Common Examples of AMMs
Over time, new AMMs emerge to address issues that older solutions may have overlooked. Below are some examples of Automated Market Makers. As always, do your due diligence before using any of them.
Balancer is an innovative AMM that offers flexible options to users, based on what they intend to achieve with the pool. It has several liquidity options such as public or shared pools, private pools, and smart pools.
The public pools available on Balancer are the same as those found in other AMMs. It enables anyone to inject liquidity while also earning rewards. The main distinction between Balancer’s public liquidity pools and others is that liquidity providers can deposit any combination of up to eight different tokens, while the others may only permit up to two tokens.
The parameters that govern public pools are fixed and cannot be altered once they have been finalized. This means that parameters such as the type of tokens added to the pool and the ratio cannot be altered.
Private pools are designed to be extremely flexible, allowing users to change the parameters of the pools. Usually, this type of pool is funded by a single individual or a group of people, and it is not open to the public. This means that not everyone is allowed to inject liquidity into the pool. Only the owner of the pool is permitted to provide liquidity.
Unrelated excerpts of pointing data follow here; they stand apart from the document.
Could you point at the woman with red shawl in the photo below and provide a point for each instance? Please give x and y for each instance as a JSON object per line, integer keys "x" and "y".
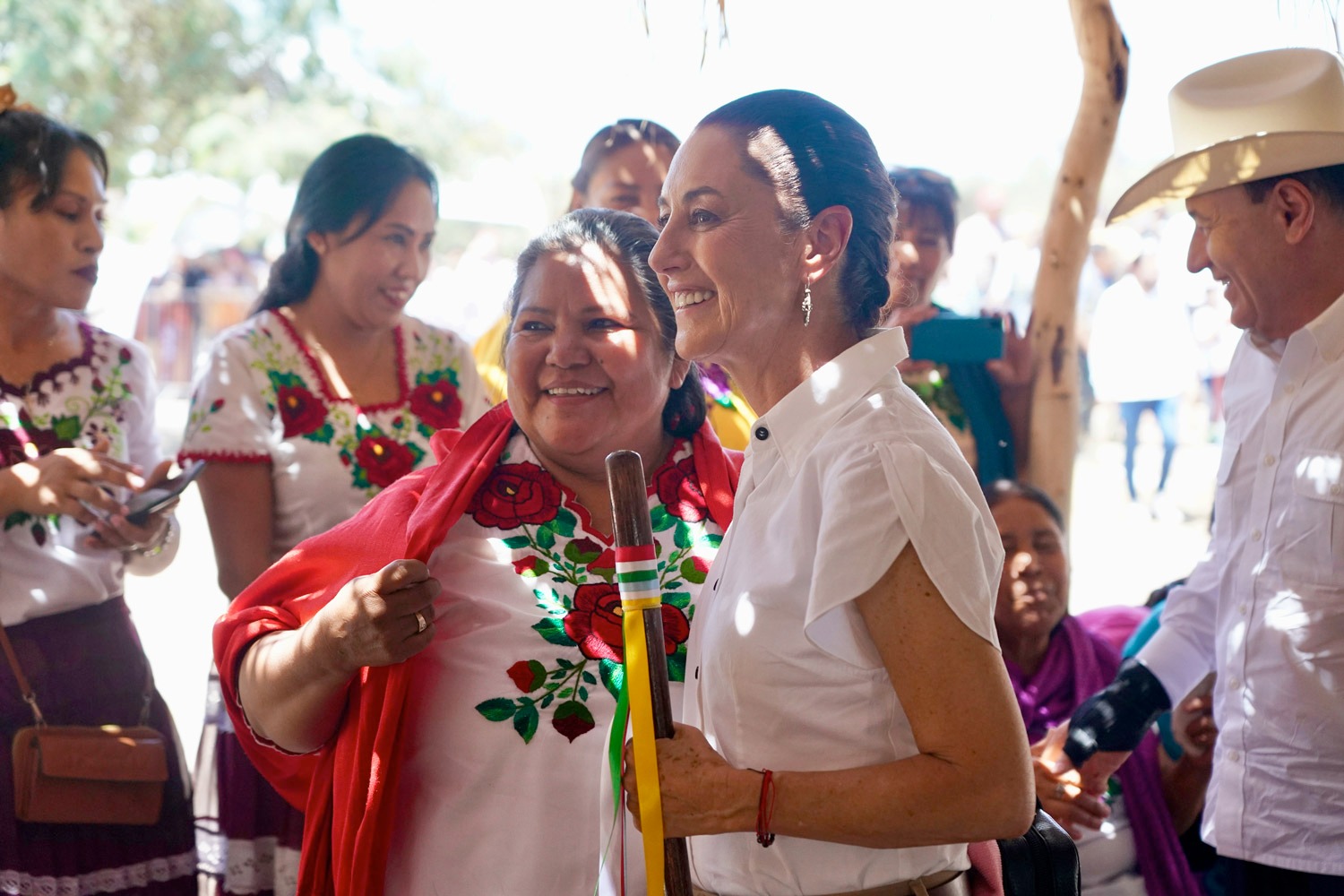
{"x": 432, "y": 680}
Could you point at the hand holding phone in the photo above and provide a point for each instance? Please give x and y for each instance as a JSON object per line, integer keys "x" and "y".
{"x": 145, "y": 504}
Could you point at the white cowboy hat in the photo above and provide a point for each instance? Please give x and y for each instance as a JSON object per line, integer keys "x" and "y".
{"x": 1257, "y": 116}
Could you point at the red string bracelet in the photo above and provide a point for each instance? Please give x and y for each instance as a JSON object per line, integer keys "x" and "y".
{"x": 765, "y": 809}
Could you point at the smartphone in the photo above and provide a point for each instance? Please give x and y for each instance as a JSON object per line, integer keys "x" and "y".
{"x": 160, "y": 495}
{"x": 957, "y": 340}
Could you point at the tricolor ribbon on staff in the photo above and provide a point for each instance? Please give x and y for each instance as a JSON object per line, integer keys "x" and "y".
{"x": 637, "y": 578}
{"x": 644, "y": 688}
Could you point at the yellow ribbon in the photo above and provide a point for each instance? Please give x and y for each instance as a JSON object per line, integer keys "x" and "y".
{"x": 642, "y": 728}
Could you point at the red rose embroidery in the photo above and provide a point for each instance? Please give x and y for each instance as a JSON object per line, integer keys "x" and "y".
{"x": 529, "y": 675}
{"x": 300, "y": 410}
{"x": 437, "y": 403}
{"x": 594, "y": 624}
{"x": 515, "y": 493}
{"x": 679, "y": 489}
{"x": 383, "y": 460}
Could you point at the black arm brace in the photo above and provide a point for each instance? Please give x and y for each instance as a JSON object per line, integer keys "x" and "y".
{"x": 1117, "y": 716}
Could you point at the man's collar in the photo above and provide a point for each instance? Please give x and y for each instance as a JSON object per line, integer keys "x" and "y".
{"x": 806, "y": 414}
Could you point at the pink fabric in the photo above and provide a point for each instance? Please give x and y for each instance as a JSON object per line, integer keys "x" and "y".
{"x": 1115, "y": 625}
{"x": 986, "y": 869}
{"x": 1077, "y": 665}
{"x": 347, "y": 788}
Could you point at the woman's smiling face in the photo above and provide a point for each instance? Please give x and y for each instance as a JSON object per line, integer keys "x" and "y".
{"x": 725, "y": 257}
{"x": 588, "y": 368}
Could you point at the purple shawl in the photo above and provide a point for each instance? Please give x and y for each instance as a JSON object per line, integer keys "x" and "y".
{"x": 1078, "y": 665}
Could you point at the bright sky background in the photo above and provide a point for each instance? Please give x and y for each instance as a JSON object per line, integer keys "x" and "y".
{"x": 980, "y": 89}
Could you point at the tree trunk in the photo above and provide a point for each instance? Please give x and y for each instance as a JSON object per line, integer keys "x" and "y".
{"x": 1054, "y": 416}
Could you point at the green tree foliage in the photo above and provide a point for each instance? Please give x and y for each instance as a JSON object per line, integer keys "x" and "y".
{"x": 228, "y": 88}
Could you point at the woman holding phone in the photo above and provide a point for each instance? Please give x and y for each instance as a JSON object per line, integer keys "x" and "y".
{"x": 77, "y": 444}
{"x": 306, "y": 411}
{"x": 983, "y": 403}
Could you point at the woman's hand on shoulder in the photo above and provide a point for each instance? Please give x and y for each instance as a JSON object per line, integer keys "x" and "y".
{"x": 73, "y": 481}
{"x": 379, "y": 619}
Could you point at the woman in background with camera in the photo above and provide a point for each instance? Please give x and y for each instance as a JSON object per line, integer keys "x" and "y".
{"x": 77, "y": 441}
{"x": 984, "y": 405}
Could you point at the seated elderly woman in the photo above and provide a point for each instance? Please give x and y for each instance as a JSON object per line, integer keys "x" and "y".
{"x": 433, "y": 678}
{"x": 1126, "y": 841}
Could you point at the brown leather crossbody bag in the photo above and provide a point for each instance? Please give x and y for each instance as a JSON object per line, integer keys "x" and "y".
{"x": 86, "y": 774}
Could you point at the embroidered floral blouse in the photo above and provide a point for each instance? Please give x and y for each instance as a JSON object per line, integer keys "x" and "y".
{"x": 508, "y": 712}
{"x": 108, "y": 390}
{"x": 263, "y": 398}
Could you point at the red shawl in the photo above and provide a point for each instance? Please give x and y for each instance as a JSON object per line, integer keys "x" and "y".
{"x": 347, "y": 788}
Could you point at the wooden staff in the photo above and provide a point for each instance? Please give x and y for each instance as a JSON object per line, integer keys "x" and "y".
{"x": 637, "y": 576}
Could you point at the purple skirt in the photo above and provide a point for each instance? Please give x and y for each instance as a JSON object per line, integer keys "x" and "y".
{"x": 249, "y": 839}
{"x": 86, "y": 668}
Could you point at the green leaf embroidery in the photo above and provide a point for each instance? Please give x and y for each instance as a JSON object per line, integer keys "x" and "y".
{"x": 564, "y": 522}
{"x": 546, "y": 536}
{"x": 682, "y": 536}
{"x": 496, "y": 710}
{"x": 679, "y": 599}
{"x": 526, "y": 720}
{"x": 553, "y": 630}
{"x": 66, "y": 427}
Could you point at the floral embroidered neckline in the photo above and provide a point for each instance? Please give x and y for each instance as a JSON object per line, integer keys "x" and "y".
{"x": 572, "y": 578}
{"x": 314, "y": 367}
{"x": 42, "y": 378}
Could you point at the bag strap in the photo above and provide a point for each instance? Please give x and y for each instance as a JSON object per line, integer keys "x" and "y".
{"x": 24, "y": 688}
{"x": 31, "y": 699}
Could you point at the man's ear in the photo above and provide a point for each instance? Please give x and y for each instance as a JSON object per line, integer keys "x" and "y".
{"x": 1295, "y": 209}
{"x": 827, "y": 239}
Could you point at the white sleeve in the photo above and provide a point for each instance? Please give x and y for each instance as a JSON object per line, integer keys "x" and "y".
{"x": 876, "y": 500}
{"x": 231, "y": 417}
{"x": 1182, "y": 650}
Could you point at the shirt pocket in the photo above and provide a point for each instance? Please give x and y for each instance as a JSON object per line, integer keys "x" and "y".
{"x": 1314, "y": 521}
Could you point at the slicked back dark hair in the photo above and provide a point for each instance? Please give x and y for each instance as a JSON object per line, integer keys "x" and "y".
{"x": 357, "y": 177}
{"x": 816, "y": 156}
{"x": 34, "y": 151}
{"x": 626, "y": 239}
{"x": 1324, "y": 183}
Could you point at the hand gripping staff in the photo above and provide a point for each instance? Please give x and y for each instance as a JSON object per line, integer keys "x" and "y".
{"x": 666, "y": 863}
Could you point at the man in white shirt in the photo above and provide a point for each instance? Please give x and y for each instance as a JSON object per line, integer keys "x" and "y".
{"x": 1260, "y": 163}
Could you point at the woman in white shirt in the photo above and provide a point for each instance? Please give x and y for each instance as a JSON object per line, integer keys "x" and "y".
{"x": 846, "y": 641}
{"x": 77, "y": 440}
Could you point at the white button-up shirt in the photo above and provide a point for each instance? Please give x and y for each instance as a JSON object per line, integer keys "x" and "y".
{"x": 1265, "y": 608}
{"x": 839, "y": 477}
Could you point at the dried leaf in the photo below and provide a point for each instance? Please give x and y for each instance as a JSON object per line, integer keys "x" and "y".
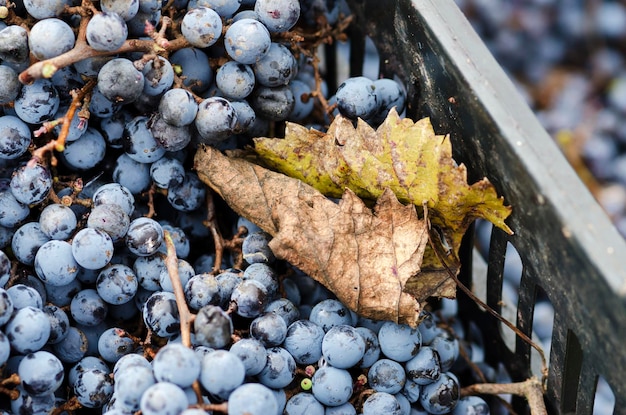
{"x": 365, "y": 256}
{"x": 404, "y": 156}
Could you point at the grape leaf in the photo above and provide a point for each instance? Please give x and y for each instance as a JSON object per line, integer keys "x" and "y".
{"x": 404, "y": 156}
{"x": 364, "y": 256}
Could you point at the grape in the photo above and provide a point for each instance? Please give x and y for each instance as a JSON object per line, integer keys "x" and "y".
{"x": 372, "y": 347}
{"x": 201, "y": 26}
{"x": 116, "y": 194}
{"x": 178, "y": 107}
{"x": 44, "y": 30}
{"x": 6, "y": 306}
{"x": 117, "y": 284}
{"x": 37, "y": 102}
{"x": 387, "y": 376}
{"x": 399, "y": 342}
{"x": 59, "y": 323}
{"x": 329, "y": 313}
{"x": 245, "y": 116}
{"x": 235, "y": 80}
{"x": 213, "y": 327}
{"x": 277, "y": 67}
{"x": 139, "y": 143}
{"x": 332, "y": 386}
{"x": 279, "y": 370}
{"x": 55, "y": 263}
{"x": 441, "y": 396}
{"x": 215, "y": 120}
{"x": 163, "y": 398}
{"x": 167, "y": 171}
{"x": 273, "y": 103}
{"x": 106, "y": 32}
{"x": 92, "y": 248}
{"x": 9, "y": 87}
{"x": 57, "y": 221}
{"x": 61, "y": 295}
{"x": 160, "y": 314}
{"x": 12, "y": 211}
{"x": 15, "y": 137}
{"x": 28, "y": 404}
{"x": 93, "y": 388}
{"x": 252, "y": 399}
{"x": 343, "y": 346}
{"x": 88, "y": 308}
{"x": 28, "y": 330}
{"x": 214, "y": 365}
{"x": 304, "y": 403}
{"x": 5, "y": 349}
{"x": 247, "y": 40}
{"x": 26, "y": 241}
{"x": 144, "y": 236}
{"x": 119, "y": 81}
{"x": 269, "y": 328}
{"x": 158, "y": 76}
{"x": 42, "y": 9}
{"x": 381, "y": 403}
{"x": 131, "y": 383}
{"x": 356, "y": 98}
{"x": 41, "y": 373}
{"x": 194, "y": 66}
{"x": 86, "y": 152}
{"x": 278, "y": 15}
{"x": 101, "y": 106}
{"x": 14, "y": 44}
{"x": 187, "y": 196}
{"x": 447, "y": 348}
{"x": 111, "y": 219}
{"x": 424, "y": 367}
{"x": 24, "y": 296}
{"x": 201, "y": 290}
{"x": 127, "y": 9}
{"x": 31, "y": 185}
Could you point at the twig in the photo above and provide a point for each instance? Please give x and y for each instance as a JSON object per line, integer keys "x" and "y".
{"x": 171, "y": 263}
{"x": 531, "y": 389}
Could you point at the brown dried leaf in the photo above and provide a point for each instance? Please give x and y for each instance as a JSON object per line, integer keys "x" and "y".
{"x": 365, "y": 256}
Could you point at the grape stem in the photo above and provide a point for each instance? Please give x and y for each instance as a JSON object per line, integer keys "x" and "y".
{"x": 531, "y": 389}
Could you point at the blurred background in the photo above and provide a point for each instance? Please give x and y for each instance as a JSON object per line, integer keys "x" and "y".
{"x": 568, "y": 59}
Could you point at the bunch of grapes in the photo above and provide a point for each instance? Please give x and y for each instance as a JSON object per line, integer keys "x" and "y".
{"x": 115, "y": 295}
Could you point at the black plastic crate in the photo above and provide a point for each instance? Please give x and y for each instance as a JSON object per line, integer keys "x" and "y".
{"x": 570, "y": 251}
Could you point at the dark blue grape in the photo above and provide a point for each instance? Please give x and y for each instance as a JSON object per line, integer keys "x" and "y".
{"x": 189, "y": 195}
{"x": 252, "y": 399}
{"x": 381, "y": 403}
{"x": 332, "y": 386}
{"x": 160, "y": 314}
{"x": 201, "y": 26}
{"x": 55, "y": 263}
{"x": 279, "y": 370}
{"x": 213, "y": 327}
{"x": 277, "y": 67}
{"x": 41, "y": 373}
{"x": 278, "y": 15}
{"x": 15, "y": 137}
{"x": 106, "y": 32}
{"x": 93, "y": 388}
{"x": 44, "y": 30}
{"x": 119, "y": 81}
{"x": 88, "y": 308}
{"x": 28, "y": 330}
{"x": 304, "y": 341}
{"x": 37, "y": 102}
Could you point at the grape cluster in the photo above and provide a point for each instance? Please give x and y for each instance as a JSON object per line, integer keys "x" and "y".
{"x": 96, "y": 177}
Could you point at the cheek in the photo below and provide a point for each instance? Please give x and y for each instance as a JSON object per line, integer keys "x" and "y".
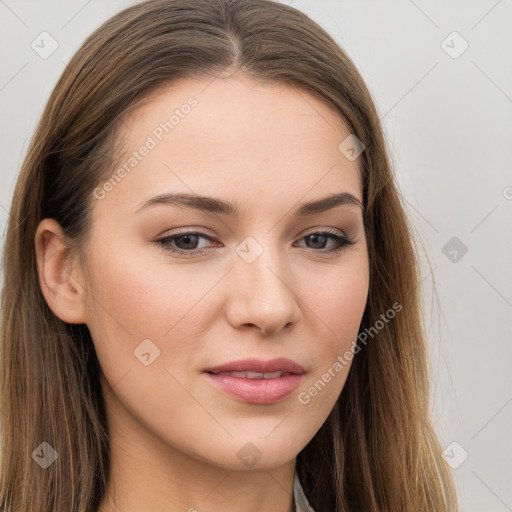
{"x": 339, "y": 301}
{"x": 130, "y": 301}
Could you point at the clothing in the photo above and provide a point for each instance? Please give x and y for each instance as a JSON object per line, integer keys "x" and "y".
{"x": 301, "y": 502}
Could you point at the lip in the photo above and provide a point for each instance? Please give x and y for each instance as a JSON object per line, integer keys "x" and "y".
{"x": 281, "y": 364}
{"x": 257, "y": 391}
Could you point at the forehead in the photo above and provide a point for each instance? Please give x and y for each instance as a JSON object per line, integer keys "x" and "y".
{"x": 233, "y": 137}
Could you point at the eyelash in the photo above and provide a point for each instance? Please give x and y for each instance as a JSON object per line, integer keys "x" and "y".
{"x": 342, "y": 240}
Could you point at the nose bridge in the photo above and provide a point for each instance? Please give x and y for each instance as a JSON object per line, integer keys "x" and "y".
{"x": 261, "y": 293}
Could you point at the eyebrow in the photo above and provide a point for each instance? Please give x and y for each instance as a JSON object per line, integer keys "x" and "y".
{"x": 215, "y": 205}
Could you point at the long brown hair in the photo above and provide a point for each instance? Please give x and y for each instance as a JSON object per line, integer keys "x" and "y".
{"x": 377, "y": 451}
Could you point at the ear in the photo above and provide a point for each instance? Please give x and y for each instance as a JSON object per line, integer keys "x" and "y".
{"x": 60, "y": 273}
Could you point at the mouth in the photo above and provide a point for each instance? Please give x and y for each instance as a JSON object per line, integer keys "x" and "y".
{"x": 255, "y": 381}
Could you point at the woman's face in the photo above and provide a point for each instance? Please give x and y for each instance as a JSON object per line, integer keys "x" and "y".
{"x": 257, "y": 281}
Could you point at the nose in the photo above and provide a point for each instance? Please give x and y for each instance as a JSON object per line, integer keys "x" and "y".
{"x": 262, "y": 295}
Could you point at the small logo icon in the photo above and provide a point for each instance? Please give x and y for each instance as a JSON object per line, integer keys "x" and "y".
{"x": 44, "y": 455}
{"x": 249, "y": 455}
{"x": 454, "y": 249}
{"x": 146, "y": 352}
{"x": 351, "y": 147}
{"x": 249, "y": 249}
{"x": 44, "y": 45}
{"x": 455, "y": 455}
{"x": 454, "y": 45}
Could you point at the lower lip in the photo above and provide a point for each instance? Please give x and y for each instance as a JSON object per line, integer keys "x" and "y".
{"x": 256, "y": 391}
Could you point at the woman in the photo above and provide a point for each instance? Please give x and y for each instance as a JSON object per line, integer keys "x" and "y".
{"x": 211, "y": 288}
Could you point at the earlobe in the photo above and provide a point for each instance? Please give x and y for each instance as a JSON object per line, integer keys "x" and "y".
{"x": 59, "y": 272}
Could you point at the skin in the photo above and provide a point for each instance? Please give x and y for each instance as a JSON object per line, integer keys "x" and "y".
{"x": 174, "y": 437}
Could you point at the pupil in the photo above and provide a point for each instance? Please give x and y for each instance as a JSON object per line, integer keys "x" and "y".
{"x": 187, "y": 239}
{"x": 315, "y": 238}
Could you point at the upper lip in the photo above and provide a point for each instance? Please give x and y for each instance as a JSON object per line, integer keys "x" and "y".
{"x": 282, "y": 364}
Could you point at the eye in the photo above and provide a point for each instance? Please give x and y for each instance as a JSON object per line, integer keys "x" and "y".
{"x": 185, "y": 242}
{"x": 318, "y": 239}
{"x": 188, "y": 243}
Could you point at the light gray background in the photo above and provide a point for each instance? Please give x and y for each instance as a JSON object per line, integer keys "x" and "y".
{"x": 449, "y": 126}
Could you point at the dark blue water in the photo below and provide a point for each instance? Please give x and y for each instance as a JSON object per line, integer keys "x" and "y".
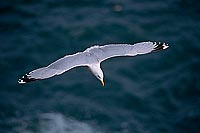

Smart pools, on the other hand, are a hybrid of public and private pools. In this case, the pool’s governing parameters are flexible, and anyone can provide liquidity. Unlike in a public pool, factors such as swap fees, tokens, pool weight, liquidity pool restrictions, and much more can be changed over time.
UniSwap is regarded as one of the first AMMs in existence, having been established on November 2, 2018. It has grown to be one of the most popular Automated Market Makers, with the feature that allows anyone to create a pool on the platform. Users can also provide liquidity on any pool they want.
It enables the decentralized exchange of ERC20 tokens, allowing users to exchange their ETH for any ERC20 token and vice versa.
Sushiswap is a fork of UniSwap established in 2020 by a person or group of individuals known as Chef Nomi. It launched a vampire attack earlier in its development, aiming to induce liquidity providers to move their liquidity from UniSwap to Sushiswap. They provided liquidity providers with SUSHI, their native token, for injecting liquidity into various pools.
It performs functions similar to those provided by UniSwap.
- AMMs are a type of decentralized exchange.
- AMMs work with liquidity pools.
- Liquidity providers are rewarded for injecting liquidity into pools. The rewards can come as a share of transaction fees, governance tokens, or both.
- There are different examples of liquidity pools such as UniSwap and Balancer.